The parties have been at an impasse in the farm bill talks for months now over those and other competing priorities. Stabenow (D-Mich.), who is retiring at the end of this Congress, has increasingly argued in private that her legacy is contingent upon protecting climate funding in the farm bill, in particular, as well as anti-hunger programs, according to three people familiar with the talks.
At a White House anti-hunger event Tuesday, Stabenow made her starkest public comments yet on the fate of the farm bill, telling an audience of nutrition advocates that she wouldn’t agree to any GOP plans to limit future updates to the Thrifty Food Plan, which serves as the basis of the country’s leading anti-hunger program, the Supplemental Nutrition Assistance Program.
“I’m not going to do it.
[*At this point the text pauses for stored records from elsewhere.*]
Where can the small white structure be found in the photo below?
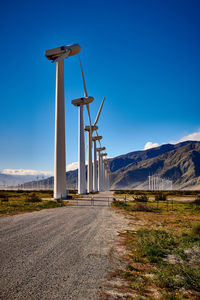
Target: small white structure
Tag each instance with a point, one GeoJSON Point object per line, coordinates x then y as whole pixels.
{"type": "Point", "coordinates": [95, 177]}
{"type": "Point", "coordinates": [58, 55]}
{"type": "Point", "coordinates": [80, 102]}
{"type": "Point", "coordinates": [100, 167]}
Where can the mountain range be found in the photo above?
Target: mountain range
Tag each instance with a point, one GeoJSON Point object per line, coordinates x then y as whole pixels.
{"type": "Point", "coordinates": [177, 162]}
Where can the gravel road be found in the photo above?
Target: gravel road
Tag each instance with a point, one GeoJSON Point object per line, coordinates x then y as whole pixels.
{"type": "Point", "coordinates": [57, 253]}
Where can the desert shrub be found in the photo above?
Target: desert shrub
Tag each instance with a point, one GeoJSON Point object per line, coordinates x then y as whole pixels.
{"type": "Point", "coordinates": [141, 198]}
{"type": "Point", "coordinates": [155, 244]}
{"type": "Point", "coordinates": [142, 207]}
{"type": "Point", "coordinates": [197, 200]}
{"type": "Point", "coordinates": [33, 198]}
{"type": "Point", "coordinates": [3, 197]}
{"type": "Point", "coordinates": [196, 229]}
{"type": "Point", "coordinates": [119, 204]}
{"type": "Point", "coordinates": [160, 197]}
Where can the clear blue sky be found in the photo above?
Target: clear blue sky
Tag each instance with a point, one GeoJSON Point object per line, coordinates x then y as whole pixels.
{"type": "Point", "coordinates": [143, 55]}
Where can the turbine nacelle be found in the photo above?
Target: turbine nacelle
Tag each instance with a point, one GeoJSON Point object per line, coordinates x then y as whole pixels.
{"type": "Point", "coordinates": [82, 101]}
{"type": "Point", "coordinates": [62, 52]}
{"type": "Point", "coordinates": [101, 149]}
{"type": "Point", "coordinates": [87, 128]}
{"type": "Point", "coordinates": [97, 138]}
{"type": "Point", "coordinates": [104, 154]}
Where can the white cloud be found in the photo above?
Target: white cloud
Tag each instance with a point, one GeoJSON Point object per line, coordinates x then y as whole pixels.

So, if that means we continue the policies of the 2018 farm bill, which were pretty good if I do say so myself, then that’s okay,” Stabenow said.
Republicans note their plans to limit updates to the Thrifty Food Plan wouldn’t impact current SNAP benefits for the more than 40 million low-income Americans who rely on the program.
“That’s okay with me, because we’re not going to go backwards on feeding people, and we’re not going to go backwards, by the way, on the climate conservation money that we also have there that is so critical,” Stabenow added.
Agriculture Secretary Tom Vilsack nodded in agreement as he sat next to Stabenow, calling her “tough.”
As POLITICO has reported, Stabenow has reached out to vulnerable House Democrats and urged them to oppose House Agriculture Republican proposals to repurpose some climate and other agriculture funding to pay for farm support programs and other bipartisan priorities in the farm bill.
House Agriculture Chair G.T. Thompson (R-Pa.) aims to advance a farm bill through his committee in the coming months. The current farm bill authorization expires at the end of September.